Traduzir, segundo minha amiga Karina Eskin, exige que o tradutor conheça a vida diária, a rotina, os costumes do povo que fala o idioma que traduz. Karina Eskin traduziu alguns poemas meus e tem uma Escola de Espanhol em Curitiba. Ela nasceu no Uruguai, é leitora voraz, e tivemos longos papos literários desde que prourei sua escola pra traduzir uma carta, isto foi no final do século passado.
Existe uma crença que é preciso ser poeta pra traduzir outro poeta. Não sou tradutora, mergulhei nos versos de Emily Dickinson em 2009 e 2010, Emily é profundíssima, é bem mais complexo traduzir Dickinson. 
Partilho este link e uma tradução, após um diálogo por e-mail com F. Ponce de Leon, que me enviou o link da sua coluna no Observatório da Imprensa - o desafio de traduzir poemas. Ele pediu comentários e críticas sobre o desafio da tradução...
O foco é um poema de M. Rohrer.
Fiz minha leitura poética, tentando perceber a intenção do poeta, minha versão está logo abaixo do link da coluna, onde é possível ler as outras duas traduções...

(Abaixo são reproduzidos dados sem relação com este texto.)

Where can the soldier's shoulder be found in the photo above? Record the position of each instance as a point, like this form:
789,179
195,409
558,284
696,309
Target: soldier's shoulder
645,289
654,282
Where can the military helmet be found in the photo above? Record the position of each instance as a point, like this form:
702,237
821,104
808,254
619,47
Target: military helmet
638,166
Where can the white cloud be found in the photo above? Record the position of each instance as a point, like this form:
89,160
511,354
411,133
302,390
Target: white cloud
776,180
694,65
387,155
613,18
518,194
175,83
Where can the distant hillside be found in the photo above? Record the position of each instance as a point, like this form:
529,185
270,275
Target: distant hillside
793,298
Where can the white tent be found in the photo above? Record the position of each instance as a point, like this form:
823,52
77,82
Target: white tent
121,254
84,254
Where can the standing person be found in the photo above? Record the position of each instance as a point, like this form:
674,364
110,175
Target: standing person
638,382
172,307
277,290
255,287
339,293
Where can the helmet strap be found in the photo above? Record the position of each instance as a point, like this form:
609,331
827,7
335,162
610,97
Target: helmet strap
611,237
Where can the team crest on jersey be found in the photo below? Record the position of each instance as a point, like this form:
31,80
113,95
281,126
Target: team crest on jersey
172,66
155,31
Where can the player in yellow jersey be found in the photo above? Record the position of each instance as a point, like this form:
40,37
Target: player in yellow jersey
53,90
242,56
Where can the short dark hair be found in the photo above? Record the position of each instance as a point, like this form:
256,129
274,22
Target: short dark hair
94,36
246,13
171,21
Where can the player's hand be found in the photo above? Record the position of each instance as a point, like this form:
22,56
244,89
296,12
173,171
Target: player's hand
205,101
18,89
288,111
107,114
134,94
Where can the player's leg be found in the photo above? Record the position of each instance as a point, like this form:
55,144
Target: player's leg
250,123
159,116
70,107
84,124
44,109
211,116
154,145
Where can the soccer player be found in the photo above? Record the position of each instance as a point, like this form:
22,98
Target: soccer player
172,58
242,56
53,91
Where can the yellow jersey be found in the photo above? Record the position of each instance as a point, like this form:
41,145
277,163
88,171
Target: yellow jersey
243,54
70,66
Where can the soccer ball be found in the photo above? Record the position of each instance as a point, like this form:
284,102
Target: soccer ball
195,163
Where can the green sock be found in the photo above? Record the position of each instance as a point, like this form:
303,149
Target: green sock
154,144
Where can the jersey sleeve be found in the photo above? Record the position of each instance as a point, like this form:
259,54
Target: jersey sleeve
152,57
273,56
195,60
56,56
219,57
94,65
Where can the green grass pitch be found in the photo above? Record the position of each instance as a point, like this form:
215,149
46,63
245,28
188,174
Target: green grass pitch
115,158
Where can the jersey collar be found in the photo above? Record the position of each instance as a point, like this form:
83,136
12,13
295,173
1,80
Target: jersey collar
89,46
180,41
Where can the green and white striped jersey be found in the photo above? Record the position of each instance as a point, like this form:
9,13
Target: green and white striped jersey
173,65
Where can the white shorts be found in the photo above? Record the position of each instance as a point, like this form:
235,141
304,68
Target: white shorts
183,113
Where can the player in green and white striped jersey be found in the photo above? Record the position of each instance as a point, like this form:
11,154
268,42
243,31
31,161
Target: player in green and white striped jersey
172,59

http://observatoriodaimprensa.com.br/mosaico/o-desafio-de-traduzir-poemas/




"Você telefonou, você está no metrô, no domingo,
acabo de tomar um banho 
te aguardo. Nuvens estão deslizando para o oceano,
mas o quarto é levemente iluminado pelo verde
da camisa que você me deu. Eu tenho praticado
uma nova maneira de dizer Olá e é fantástico.
Você estava tão triste: adeus. Eu estava tão triste.
Todas as lojas estavam fechadas, mas o céu
estava alto e azul. Tentei caminhar por ele
mas devo ter tomado a direção errada. "
Matthew Rohrer


poema do livro  O andar ao lado: Três novos poetas norte-americanos  – Matthew Rohrer, Jon Woodward, Matthew Zapruder, publicado pela editora 7Letras, em 2013.